WFNY
- Gloversville, New York; United States;
- Broadcast area: Mohawk Valley
- Frequency: 1440 kHz

Programming
- Format: Variety

Ownership
- Owner: Michael A. Sleezer
- Sister stations: WFNY-CD

History
- First air date: September 2002; 23 years ago
- Call sign meaning: Fulton (county) New York

Technical information
- Licensing authority: FCC
- Facility ID: 129191
- Class: B
- Power: 5,000 watts (day); 500 watts (night);
- Transmitter coordinates: 43°01′57.3″N 74°21′0.5″W﻿ / ﻿43.032583°N 74.350139°W
- Translators: 93.1 MHz W226CO (Gloversville); 94.1 MHz W231CF (Gloversville);

Links
- Public license information: Public file; LMS;

= WFNY =

Radio station in Gloversville, New York

WFNY (1440 AM) is a commercial radio station licensed to Gloversville, New York.
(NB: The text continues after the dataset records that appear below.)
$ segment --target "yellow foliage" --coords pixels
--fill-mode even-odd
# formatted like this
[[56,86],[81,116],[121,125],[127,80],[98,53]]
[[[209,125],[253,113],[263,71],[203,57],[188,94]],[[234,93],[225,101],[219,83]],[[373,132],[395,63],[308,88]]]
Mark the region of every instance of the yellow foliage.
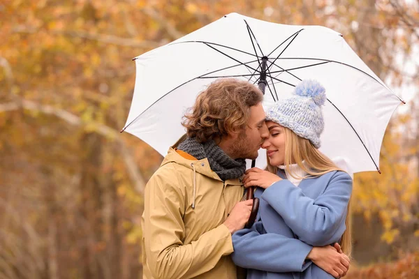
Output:
[[396,237],[399,236],[400,232],[397,229],[392,229],[390,230],[388,230],[383,234],[381,236],[381,240],[387,242],[389,244],[391,244]]

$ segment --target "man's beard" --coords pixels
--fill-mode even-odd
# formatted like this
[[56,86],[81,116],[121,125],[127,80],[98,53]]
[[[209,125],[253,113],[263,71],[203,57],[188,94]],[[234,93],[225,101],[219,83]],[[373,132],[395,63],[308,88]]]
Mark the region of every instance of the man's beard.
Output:
[[235,158],[256,160],[258,151],[253,149],[254,146],[252,146],[248,140],[246,132],[242,131],[231,144],[229,153]]

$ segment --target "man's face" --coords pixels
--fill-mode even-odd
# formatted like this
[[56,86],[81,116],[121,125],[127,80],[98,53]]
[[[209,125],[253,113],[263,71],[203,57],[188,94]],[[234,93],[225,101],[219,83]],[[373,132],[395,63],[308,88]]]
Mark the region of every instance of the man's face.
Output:
[[230,145],[234,158],[255,160],[263,140],[269,137],[265,123],[266,116],[261,103],[250,107],[250,117],[244,130],[240,132]]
Programming primarily consists of what is known as a variety format, focusing on pop music from the 1950s to the 1980s, along with local weather forecasts, as the station has no local news department or sales department. WFNY serves the Mohawk Valley. The station is owned by local businessman Michael A. Sleezer.

The station also simulcasts on W226CO 93.1 FM and W231CF 94.1 FM.